From the Netherlands with love
© Chris Green, September 2013
London ’s National Gallery, one of the finest in the world, ahs been buzzing through the summer as visitors flocked to see a new exhibition, Vermeer and Music. The exhibition has now closed, but it has left a legacy. For a start, there is an accompanying book and also a lavishly produced a double CD and booklet which features music by John Dowland (1563-1626) and the slightly older William Byrd (1543-1623). Performed by the period performance group Fretwork and Christopher Wilson (lute), Michael Chance (counter tenor), and Elizabeth Liddle (viol). Dances from the Tudor period are interleafed with secular and sacred songs by the composers. Anyone appreciating the poetry of the period would be delighted by titles of pieces such as Mrs Nichols Almand, Sir Henry Umpton’s Funerall and The King of Denmarks Galiard.

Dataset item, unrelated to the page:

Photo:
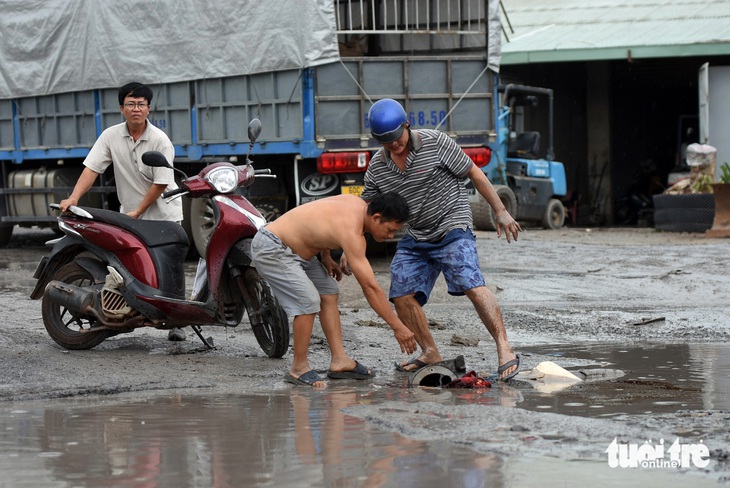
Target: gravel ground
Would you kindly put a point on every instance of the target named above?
(573, 286)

However, the beauty of the EMI-Virgin release is the care that has gone into the accompanying CD booklet which not only describes – albeit briefly- the background to these composers and their work in and around London but reminding the reader and listener that John Dowland also spent much of his life as a itinerant lutenist in France, Denmark and Germany. Who know? He may have visited the Low Countries. One thing is certain: neither could have met Johannes Vermeer. He was born in 1632, years after both composers passed away. However, the link is music and the way in which the Dutch artist and his contemporaries incorporated instruments and musical activities in his paintings, some of which are reproduced in the booklet together with a commentary. From Two Boys and a Girl Making Music by Jan Miense Molenaer to The Guitar Player by Vermeer, the chosen works reflect the importance in which music-making and concerts played in the life of the new Dutch Republic (EMI-Virgin 509998493128).

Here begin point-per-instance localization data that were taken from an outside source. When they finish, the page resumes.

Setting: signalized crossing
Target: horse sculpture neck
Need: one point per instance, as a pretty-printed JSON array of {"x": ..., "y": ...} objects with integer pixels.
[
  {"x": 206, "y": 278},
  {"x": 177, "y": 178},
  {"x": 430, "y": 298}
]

Spain had been involved in the Low Countries, and the seventeenth century was marked by the European War of the Spanish Succession which ended with the Peace of Utrecht. The year was 1713 and Handel, now firmly ensconced in London, felt obliged to add his musical voice to the celebrations with an extended piece of choral writing. In 14 movements, he sets both the Te Deum and Jubilate for chorus and soloists. His employer, Elector George of Hanover and now crowned George I of Great Britain must have been pleased with the result which was first performed in St Paul’s Cathedral. For the congregation this was a new style- grand and brilliant in writing. Handel was to follow it up with Coronation anthems, one of which remains a firm favourite of choirs – Zadok the Priest. Both works are coupled in a reissued CD in which Geraint Jones Singers and Orchestra perform. The recording in 1959 shows little signs of ageing – maybe a few of the forte passages are compressed but the Polydor release was well received on its initial release. The reissue comes from Archiv Production (453 167-2).

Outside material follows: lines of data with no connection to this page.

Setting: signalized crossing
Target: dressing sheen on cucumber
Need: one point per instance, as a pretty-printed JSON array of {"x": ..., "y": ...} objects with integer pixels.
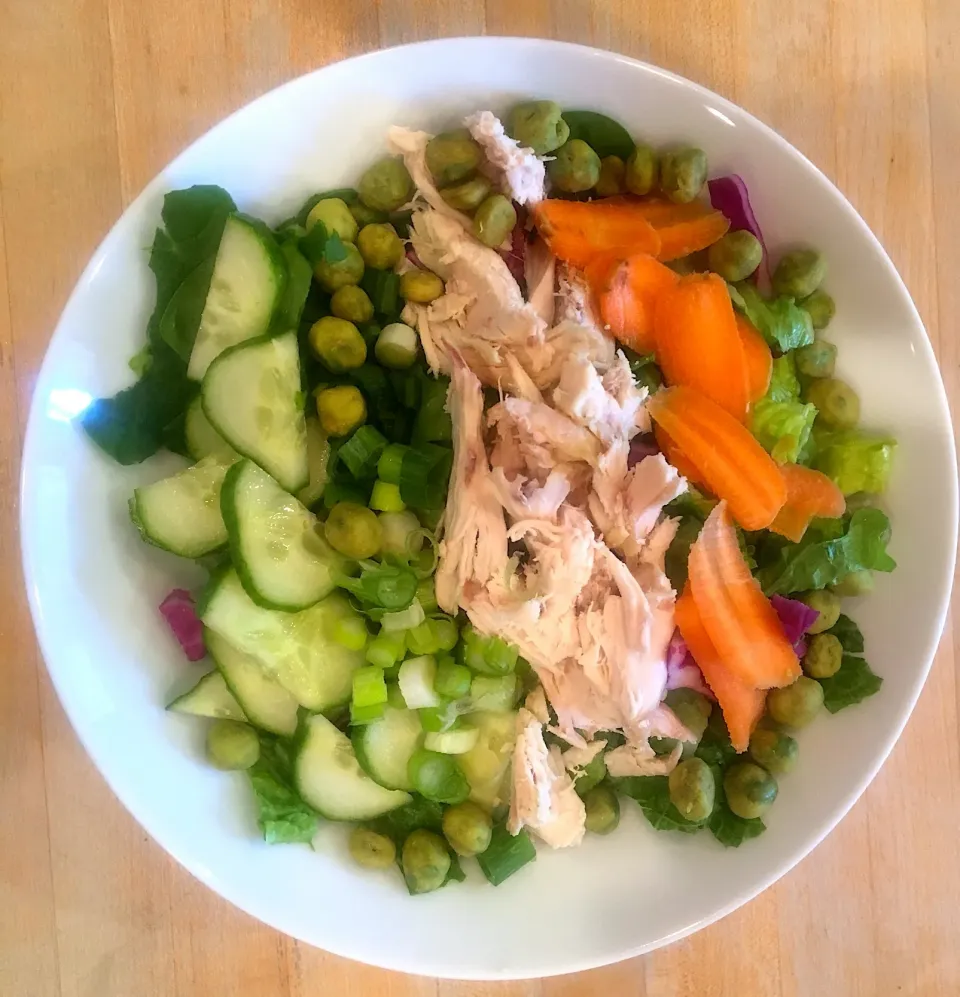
[
  {"x": 330, "y": 779},
  {"x": 297, "y": 649},
  {"x": 282, "y": 561},
  {"x": 248, "y": 279},
  {"x": 251, "y": 395}
]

The Rotterdam Philharmonic orchestra did some good work under the baton of James Conlon and so, the final part of this postcard from the Netherlands via Great Britain is a reminder that one of the best releases in their collaboration was of three works by Francis Poulenc in which Francois-René Duchable and Jean-Philippe Collard play two pianos or one piano (depending on the work) in the Concerto for 2 pianos, the Piano Concerto and Aubade. I cannot tire of this music with zest for life mixed with passages of melancholy. It is almost as if the French composer suddenly remembers a sad episode in his life, shrugs it off, and sets off to enjoy himself in a street café (Erato 0630-13738-2).
Given the state of the recording industry at present, search for these latter two releases because they are worth acquiring.